Spark UDF with varargs

devopslife picture devopslife · Oct 15, 2015 · Viewed 13.5k times · Source

Is it an only option to list all the arguments up to 22 as shown in documentation?

https://spark.apache.org/docs/1.5.0/api/scala/index.html#org.apache.spark.sql.UDFRegistration

Anyone figured out how to do something similar to this?

sc.udf.register("func", (s: String*) => s......

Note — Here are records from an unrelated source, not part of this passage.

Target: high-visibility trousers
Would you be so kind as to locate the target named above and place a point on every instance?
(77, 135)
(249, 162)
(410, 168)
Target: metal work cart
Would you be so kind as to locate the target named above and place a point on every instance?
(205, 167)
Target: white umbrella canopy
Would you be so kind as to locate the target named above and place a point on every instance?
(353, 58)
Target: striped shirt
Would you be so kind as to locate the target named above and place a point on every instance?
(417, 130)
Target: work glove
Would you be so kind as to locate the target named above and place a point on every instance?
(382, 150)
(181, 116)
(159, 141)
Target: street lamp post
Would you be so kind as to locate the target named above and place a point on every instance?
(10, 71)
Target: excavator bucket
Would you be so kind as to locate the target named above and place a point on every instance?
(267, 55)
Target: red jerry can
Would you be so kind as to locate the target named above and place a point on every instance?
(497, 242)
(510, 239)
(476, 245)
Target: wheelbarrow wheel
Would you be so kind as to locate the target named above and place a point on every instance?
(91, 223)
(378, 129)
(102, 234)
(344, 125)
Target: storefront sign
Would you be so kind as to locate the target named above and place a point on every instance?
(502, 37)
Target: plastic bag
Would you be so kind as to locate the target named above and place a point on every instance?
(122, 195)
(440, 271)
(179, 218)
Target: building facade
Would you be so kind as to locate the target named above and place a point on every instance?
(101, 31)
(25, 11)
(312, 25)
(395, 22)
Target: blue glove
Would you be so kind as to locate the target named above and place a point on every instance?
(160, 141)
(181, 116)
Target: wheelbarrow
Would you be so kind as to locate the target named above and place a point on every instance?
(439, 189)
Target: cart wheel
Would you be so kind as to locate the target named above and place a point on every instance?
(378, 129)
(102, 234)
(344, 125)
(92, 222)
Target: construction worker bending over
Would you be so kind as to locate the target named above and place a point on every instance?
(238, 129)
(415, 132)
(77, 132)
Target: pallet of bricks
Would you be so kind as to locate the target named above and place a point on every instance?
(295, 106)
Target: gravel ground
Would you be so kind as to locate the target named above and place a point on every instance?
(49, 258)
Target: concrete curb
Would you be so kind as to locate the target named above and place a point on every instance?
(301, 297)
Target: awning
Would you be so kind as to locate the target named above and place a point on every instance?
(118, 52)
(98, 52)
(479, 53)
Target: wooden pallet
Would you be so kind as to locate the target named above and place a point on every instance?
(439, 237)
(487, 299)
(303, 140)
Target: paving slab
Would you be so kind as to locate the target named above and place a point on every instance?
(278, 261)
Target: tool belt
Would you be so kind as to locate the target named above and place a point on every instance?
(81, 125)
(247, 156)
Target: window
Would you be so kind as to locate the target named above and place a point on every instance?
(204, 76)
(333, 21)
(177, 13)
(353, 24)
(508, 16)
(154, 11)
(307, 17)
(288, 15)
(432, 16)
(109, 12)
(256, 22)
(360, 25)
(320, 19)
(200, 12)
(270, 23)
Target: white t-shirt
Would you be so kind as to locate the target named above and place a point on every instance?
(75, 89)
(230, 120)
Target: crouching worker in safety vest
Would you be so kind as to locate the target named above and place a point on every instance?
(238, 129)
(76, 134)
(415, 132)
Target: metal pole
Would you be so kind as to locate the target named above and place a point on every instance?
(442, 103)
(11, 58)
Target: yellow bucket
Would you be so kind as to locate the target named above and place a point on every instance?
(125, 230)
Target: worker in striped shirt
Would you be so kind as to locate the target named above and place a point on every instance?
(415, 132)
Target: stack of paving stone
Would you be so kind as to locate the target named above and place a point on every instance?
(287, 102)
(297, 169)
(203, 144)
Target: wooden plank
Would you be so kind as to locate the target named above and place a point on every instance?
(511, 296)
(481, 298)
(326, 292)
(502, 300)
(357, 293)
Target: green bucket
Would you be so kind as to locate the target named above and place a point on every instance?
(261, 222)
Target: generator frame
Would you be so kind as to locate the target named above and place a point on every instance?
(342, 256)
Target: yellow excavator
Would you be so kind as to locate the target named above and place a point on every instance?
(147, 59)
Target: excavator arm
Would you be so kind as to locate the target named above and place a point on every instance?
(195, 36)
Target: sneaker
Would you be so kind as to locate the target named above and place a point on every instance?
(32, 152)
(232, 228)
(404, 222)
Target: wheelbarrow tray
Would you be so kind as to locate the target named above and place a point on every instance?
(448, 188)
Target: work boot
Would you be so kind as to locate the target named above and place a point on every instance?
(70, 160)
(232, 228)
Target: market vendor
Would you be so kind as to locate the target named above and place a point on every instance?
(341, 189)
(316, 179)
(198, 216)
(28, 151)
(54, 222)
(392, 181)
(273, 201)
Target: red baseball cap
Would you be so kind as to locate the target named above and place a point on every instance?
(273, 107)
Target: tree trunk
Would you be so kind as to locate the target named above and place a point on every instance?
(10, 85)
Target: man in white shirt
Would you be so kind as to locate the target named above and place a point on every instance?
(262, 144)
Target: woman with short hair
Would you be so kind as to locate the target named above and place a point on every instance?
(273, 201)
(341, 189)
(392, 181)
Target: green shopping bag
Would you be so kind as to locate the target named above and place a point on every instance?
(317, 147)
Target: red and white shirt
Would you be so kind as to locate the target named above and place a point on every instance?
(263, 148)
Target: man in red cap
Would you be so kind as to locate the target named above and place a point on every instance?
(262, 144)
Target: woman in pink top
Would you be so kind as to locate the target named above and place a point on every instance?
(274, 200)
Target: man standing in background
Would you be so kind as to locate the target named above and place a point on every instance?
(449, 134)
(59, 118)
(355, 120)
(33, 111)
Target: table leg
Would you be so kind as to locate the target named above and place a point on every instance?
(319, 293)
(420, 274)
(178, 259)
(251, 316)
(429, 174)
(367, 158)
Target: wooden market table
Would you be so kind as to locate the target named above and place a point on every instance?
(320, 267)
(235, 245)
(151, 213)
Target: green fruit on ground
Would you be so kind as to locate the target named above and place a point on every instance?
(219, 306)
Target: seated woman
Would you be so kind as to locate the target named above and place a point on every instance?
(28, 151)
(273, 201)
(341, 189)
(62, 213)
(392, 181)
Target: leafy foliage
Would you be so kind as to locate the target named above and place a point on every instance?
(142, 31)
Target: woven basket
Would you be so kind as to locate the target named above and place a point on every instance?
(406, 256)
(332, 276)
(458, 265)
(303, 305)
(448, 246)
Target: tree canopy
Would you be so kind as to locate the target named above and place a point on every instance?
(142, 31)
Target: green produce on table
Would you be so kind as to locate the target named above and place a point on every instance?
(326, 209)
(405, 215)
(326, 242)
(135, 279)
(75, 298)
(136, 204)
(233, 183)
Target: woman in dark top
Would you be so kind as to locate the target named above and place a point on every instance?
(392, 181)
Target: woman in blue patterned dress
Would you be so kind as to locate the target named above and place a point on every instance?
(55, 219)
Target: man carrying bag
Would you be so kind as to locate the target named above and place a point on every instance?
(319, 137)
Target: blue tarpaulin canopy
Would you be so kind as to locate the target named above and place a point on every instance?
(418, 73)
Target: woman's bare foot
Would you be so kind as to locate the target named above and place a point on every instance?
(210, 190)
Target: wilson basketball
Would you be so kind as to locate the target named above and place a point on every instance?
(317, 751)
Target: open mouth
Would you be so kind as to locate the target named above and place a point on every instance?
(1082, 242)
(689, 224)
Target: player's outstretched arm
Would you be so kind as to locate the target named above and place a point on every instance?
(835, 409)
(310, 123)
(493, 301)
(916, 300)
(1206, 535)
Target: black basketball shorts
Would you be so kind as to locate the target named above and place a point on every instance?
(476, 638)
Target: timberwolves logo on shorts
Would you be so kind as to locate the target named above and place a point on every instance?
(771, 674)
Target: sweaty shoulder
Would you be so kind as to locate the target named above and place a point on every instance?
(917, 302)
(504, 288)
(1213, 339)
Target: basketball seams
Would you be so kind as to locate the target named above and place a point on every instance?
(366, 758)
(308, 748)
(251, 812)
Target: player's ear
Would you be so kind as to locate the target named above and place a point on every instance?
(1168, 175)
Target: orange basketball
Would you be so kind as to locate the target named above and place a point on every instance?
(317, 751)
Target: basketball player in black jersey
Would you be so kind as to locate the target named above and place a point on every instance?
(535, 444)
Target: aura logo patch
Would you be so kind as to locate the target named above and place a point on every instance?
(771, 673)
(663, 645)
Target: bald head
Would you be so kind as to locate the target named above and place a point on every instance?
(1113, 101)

(writing custom concat function that skips nulls, had to 2 arguments at the time)

Thanks

Answer

zero323 picture zero323 · Oct 15, 2015

UDFs don't support varargs* but you can pass an arbitrary number of columns wrapped using an array function:

import org.apache.spark.sql.functions.{udf, array, lit}

val myConcatFunc = (xs: Seq[Any], sep: String) => 
  xs.filter(_ != null).mkString(sep)

val myConcat = udf(myConcatFunc)

An example usage:

val  df = sc.parallelize(Seq(
  (null, "a", "b", "c"), ("d", null, null, "e")
)).toDF("x1", "x2", "x3", "x4")

val cols = array($"x1", $"x2", $"x3", $"x4")
val sep = lit("-")

df.select(myConcat(cols, sep).alias("concatenated")).show

// +------------+
// |concatenated|
// +------------+
// |       a-b-c|
// |         d-e|
// +------------+

With raw SQL:

df.registerTempTable("df")
sqlContext.udf.register("myConcat", myConcatFunc)

sqlContext.sql(
    "SELECT myConcat(array(x1, x2, x4), '.') AS concatenated FROM df"
).show

// +------------+
// |concatenated|
// +------------+
// |         a.c|
// |         d.e|
// +------------+

A slightly more complicated approach is not use UDF at all and compose SQL expressions with something roughly like this:

import org.apache.spark.sql.functions._
import org.apache.spark.sql.Column

def myConcatExpr(sep: String, cols: Column*) = regexp_replace(concat(
  cols.foldLeft(lit(""))(
    (acc, c) => when(c.isNotNull, concat(acc, c, lit(sep))).otherwise(acc)
  )
), s"($sep)?$$", "") 

df.select(
  myConcatExpr("-", $"x1", $"x2", $"x3", $"x4").alias("concatenated")
).show
// +------------+
// |concatenated|
// +------------+
// |       a-b-c|
// |         d-e|
// +------------+

but I doubt it is worth the effort unless you work with PySpark.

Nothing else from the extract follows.